There is no single prerequisite or contributing factor that will signal if someone will become an addict. It takes a group of influencing factors working together (in most instances) to create the addicted person and the more of these prerequisites a person has the greater the chance that addiction becomes an issue for them.
A few examples of these contributing factors are:
- The Individual’s Biology. Addiction is a disease and therefore the genes someone is born with will make up for about half of their possible predisposition to becoming an addict. Other factors include a person’s gender, ethnicity, and the possible presence of some form of mental disorder may also increase risk for drug use and addiction.
- The Individual’s Environment. One’s environment can include a whole host of different influences, from a person’s family and friends to their economic status and general quality of life. Other contributors such as peer pressure, physical and sexual abuse, early exposure to drugs, stress, and lack of parental guidance can greatly affect a person’s likelihood of drug use and addiction.

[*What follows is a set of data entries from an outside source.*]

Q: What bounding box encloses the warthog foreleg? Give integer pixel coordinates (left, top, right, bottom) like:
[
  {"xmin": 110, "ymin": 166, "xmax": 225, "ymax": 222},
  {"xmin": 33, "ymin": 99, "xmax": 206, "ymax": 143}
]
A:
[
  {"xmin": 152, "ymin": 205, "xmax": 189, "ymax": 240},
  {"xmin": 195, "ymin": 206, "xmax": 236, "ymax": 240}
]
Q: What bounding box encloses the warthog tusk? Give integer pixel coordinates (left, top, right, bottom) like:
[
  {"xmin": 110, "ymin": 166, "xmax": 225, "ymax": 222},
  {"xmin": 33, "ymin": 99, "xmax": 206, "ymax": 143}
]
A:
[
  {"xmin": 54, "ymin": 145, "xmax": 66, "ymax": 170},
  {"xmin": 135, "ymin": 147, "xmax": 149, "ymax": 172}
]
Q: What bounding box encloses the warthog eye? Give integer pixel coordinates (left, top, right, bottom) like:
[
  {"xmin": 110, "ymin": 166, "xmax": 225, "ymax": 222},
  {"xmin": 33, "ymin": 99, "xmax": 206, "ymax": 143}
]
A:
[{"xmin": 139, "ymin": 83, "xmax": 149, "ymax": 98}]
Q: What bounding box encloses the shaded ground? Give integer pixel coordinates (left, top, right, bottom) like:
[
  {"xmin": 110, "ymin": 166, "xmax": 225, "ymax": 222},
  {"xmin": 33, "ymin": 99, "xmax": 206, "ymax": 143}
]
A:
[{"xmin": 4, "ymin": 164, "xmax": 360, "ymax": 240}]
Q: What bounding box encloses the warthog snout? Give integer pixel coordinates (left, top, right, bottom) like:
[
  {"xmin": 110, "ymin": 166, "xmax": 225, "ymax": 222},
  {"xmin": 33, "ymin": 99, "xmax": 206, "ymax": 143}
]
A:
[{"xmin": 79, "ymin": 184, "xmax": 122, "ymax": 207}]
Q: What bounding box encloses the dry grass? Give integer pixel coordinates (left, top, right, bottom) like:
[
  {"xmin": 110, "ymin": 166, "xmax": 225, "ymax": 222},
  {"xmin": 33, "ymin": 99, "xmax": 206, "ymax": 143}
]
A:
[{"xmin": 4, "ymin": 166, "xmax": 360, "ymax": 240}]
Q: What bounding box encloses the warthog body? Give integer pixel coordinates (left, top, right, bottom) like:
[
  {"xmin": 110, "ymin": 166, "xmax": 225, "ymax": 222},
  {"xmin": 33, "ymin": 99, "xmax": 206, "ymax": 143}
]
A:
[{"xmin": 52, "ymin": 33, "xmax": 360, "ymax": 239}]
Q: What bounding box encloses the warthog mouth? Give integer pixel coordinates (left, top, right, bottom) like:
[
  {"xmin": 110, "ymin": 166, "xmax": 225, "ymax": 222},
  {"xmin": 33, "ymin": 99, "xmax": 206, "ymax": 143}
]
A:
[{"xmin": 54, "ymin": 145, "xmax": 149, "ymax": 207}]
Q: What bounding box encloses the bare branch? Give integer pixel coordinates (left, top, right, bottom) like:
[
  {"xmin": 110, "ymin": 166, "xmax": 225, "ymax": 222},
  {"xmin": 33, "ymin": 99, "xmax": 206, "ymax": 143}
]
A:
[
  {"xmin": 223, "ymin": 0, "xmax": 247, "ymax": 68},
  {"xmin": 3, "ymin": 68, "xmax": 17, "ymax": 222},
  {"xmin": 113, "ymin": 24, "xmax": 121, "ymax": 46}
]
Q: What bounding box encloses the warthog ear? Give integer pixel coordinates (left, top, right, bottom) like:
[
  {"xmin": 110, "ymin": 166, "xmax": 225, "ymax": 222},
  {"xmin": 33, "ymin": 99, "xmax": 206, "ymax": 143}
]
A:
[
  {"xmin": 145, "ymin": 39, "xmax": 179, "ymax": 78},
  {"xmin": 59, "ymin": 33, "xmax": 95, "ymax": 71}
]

- The Individual’s Development. Genetic and environmental factors interact with critical developmental stages in a person’s life to affect addiction risk. Although taking drugs at any age can lead to addiction, the earlier that drug use begins, the more likely it will progress to addiction. This is particularly problematic for teens. Because areas in their brains that control decision-making, judgment, and self-control are still developing, teens may be especially prone to risky behaviors, including trying drugs.